Elston Stevenson Gets 15 Years In Prison After Pleading Guilty To Shooting Into Murder Victim's Grave

CHICAGO (CBS) -- A Chicago man has been sentenced to 15 years in prison, after admitting to firing a gun into the grave of a murder victim during his burial service in 2017.

Elston Stevenson pleaded guilty Monday to one count of illegal possession of a firearm by a convicted felon.
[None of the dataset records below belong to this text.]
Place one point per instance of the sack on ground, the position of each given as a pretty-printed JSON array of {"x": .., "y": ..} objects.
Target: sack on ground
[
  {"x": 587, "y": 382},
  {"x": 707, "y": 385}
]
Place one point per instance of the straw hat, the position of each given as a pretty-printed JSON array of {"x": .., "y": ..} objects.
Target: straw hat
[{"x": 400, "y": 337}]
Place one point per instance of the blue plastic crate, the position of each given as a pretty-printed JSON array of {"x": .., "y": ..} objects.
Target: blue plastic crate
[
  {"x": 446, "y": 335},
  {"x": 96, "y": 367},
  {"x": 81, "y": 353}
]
U.S. District Judge John Tharp sentenced him to 180 months in prison.

Federal prosecutors said, during a burial service at Evergreen Cemetery in Evergreen Park on Nov. 22, 2017, Stevenson pulled out a handgun and fired a single shot into the grave of a man who had been murdered two days earlier

Prosecutors said, as he fired, Stevenson said, "You aint' [expletive]. You got what you deserved."
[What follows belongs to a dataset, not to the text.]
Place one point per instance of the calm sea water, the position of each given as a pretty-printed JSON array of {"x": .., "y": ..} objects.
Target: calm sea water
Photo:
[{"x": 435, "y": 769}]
"When a felon brings a loaded gun to a populated area and uses the gun to threaten and endanger strangers, this conduct will not be tolerated," Assistant U.S. Attorney Cornelius A. Vandenberg argued in the government's sentencing memorandum.  "The mourners were all in the immediate vicinity of the defendant when he produced the loaded weapon and were placed in danger by the defendant's reckless firing of the weapon into the gravesite."

At the time Stevenson was charged in 2017, police said the shooting happened at a funeral for 39-year-old Murad Talib, who was killed  on Nov. 20, 2017, in his Palos Heights home. It wasn't clear how Stevenson may have known Talib.